Riddle of the Alaskan Athabascans, documented by the missionary Julius Jette (1864–1927)
rival (n.)
from the Latin rivalis, ‘one person using the same stream as another’
Author’s Note
There are five species of salmon found in Alaska and Western Canada. This book is concerned predominantly with one of them, Oncorhynchus tshawytscha, generally referred to as the king in Alaska and the Chinook in Canada. I have used these names interchangeably throughout.
Whilst the majority of the research for Kings of the Yukon was carried out during the summer of 2016, I returned to the Canadian side of the border for a shorter trip in 2017. One summer in the North is simply too short a season to cover the two thousand miles of river that the salmon span between break-up and freeze-up. I have, however, written about the trip as one continuous journey, in order to preserve the flow of the story. All data on escapement numbers, sex ratios, etc., relates to the 2016 season. Most interviews were recorded by hand, either at the time or afterwards; several were recorded on audio. Some characters’ names have been changed to protect their privacy.

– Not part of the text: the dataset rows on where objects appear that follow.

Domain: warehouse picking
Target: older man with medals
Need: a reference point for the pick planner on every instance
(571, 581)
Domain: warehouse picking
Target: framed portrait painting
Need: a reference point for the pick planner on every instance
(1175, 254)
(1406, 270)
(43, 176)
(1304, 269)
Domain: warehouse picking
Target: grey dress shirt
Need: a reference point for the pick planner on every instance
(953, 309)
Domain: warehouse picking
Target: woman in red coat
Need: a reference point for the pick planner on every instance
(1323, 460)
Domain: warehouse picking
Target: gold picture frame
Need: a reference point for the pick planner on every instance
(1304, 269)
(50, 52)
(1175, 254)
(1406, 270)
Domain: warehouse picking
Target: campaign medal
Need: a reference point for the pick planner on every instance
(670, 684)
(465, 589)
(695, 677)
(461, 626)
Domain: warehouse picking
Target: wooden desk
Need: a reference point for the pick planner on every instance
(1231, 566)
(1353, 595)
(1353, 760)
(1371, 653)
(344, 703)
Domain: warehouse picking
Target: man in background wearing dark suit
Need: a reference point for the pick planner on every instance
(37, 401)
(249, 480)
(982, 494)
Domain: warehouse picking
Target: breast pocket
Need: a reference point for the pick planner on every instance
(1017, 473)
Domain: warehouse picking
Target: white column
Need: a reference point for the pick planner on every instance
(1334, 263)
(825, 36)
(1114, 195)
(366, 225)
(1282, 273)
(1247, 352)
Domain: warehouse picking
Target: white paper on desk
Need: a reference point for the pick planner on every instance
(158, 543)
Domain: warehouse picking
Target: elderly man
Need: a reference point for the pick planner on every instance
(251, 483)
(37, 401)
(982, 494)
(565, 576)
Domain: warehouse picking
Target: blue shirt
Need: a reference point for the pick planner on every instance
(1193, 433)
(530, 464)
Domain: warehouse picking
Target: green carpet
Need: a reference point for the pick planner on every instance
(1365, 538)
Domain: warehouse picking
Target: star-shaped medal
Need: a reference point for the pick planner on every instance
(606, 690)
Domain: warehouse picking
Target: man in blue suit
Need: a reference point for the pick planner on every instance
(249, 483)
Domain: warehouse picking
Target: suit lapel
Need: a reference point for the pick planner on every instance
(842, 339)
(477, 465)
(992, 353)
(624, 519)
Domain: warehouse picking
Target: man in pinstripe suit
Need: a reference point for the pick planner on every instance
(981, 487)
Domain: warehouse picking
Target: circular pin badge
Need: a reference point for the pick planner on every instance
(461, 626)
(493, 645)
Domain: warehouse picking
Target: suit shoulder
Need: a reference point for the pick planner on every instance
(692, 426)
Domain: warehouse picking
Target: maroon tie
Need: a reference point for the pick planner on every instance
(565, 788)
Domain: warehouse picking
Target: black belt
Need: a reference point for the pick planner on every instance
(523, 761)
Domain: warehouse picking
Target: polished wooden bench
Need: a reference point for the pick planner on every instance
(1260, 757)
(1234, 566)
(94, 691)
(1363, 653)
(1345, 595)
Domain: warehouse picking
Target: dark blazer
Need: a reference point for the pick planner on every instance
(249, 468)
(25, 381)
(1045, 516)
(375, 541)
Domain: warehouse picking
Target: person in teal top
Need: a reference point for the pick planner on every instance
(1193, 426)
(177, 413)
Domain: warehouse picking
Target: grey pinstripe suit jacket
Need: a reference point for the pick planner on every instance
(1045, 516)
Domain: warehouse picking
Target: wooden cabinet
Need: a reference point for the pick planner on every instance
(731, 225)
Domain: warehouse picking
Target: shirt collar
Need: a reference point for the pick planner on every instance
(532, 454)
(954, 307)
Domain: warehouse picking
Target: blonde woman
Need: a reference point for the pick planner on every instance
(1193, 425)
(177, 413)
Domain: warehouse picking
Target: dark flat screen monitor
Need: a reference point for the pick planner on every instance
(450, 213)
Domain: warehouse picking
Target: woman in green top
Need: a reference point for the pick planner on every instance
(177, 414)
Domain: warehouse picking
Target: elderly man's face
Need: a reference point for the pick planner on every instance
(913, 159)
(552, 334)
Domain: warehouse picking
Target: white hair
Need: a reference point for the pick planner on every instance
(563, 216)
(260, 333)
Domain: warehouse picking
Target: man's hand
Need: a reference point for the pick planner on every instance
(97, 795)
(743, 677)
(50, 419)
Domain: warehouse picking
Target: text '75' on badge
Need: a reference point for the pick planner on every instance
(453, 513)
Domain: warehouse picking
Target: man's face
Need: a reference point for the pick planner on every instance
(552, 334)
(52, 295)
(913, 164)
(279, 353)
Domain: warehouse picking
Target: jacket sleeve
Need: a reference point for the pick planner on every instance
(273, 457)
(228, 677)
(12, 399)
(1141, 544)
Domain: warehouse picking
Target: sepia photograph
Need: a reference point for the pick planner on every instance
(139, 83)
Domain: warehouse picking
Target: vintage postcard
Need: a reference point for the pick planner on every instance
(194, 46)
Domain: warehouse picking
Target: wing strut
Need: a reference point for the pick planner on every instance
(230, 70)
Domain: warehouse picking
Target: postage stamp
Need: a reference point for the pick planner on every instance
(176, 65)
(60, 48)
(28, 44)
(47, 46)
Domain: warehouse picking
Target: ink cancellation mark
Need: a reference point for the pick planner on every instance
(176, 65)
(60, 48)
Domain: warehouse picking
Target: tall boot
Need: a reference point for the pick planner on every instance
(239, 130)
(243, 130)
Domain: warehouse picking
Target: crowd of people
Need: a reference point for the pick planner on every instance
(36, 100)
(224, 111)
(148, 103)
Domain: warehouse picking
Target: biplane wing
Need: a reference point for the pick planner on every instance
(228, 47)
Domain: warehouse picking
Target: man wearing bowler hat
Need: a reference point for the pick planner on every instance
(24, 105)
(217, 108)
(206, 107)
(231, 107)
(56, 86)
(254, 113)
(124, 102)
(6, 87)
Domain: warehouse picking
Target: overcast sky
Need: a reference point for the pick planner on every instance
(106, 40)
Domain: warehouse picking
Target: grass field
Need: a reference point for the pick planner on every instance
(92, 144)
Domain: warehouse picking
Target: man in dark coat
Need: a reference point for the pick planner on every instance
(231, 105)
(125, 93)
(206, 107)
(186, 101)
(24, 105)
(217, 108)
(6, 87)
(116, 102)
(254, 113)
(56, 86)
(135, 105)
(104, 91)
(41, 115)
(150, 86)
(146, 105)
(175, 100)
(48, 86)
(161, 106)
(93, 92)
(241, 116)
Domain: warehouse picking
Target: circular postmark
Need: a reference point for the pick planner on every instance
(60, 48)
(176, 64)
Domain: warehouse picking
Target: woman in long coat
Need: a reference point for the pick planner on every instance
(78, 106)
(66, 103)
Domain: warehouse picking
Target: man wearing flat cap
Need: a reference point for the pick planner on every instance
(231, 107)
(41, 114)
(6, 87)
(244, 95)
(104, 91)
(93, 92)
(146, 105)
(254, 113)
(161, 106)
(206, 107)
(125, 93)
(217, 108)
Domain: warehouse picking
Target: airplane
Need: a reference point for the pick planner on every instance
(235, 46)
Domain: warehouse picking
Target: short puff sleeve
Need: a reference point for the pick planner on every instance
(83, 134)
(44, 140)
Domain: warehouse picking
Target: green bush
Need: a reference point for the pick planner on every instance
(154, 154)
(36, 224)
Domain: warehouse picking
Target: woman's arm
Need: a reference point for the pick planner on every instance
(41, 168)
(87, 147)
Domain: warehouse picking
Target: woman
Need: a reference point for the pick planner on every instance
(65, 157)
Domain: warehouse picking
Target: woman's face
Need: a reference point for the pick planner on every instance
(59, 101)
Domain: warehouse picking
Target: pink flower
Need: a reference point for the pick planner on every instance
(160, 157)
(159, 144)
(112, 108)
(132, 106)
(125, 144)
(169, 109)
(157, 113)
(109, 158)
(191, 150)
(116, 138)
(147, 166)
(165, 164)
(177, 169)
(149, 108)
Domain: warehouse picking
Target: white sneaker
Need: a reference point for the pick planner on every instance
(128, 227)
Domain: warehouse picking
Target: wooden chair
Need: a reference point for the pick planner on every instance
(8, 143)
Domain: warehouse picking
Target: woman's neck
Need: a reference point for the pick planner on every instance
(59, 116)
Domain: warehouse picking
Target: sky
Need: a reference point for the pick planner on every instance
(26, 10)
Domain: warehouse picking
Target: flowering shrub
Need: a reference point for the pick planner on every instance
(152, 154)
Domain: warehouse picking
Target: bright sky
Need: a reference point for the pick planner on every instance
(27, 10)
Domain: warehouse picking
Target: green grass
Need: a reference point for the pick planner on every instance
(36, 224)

Interviews in Canada were carried out according to the Traditional Knowledge policies of the First Nations involved, policies which strive to protect their cultural heritage from exploitation.
The terms ‘Eskimo’ and ‘Indian’ are often considered pejorative, yet are commonly in use in Alaska and Canada, amongst both Indigenous and white people. ‘Alaskan Native’ and ‘First Nation’ are not able to differentiate between these two very separate groups, and they do not encompass the connection, on the Eskimo side, between other groups that inhabit the circumpolar region, and on the Indian side, with other native peoples of Canada and the Lower 48. As such I have occasionally used them in the book, alongside the proper names of specific tribes and clans. Whilst the word ‘Indian’ is commonly assumed to derive from Columbus believing that he had reached India, figures such as the activist Russell Means and the American Indian Movement offer an alternative etymology, described here by Cree lawyer Harold R. Johnson in his book Firewater: ‘Columbus was not lost, he knew where he was, and he called us In Dios, meaning “with God”. The word is not as important as the story we tell about it. Indian is also a precise legal term found in our Treaties and the Canadian constitution.’
Finally, for reasons best known to themselves, Alaskans call a snowmobile a snowmachine. A snowmachine is not for making snow, as it is everywhere else in the world, but for driving on it. It is the word I have used here.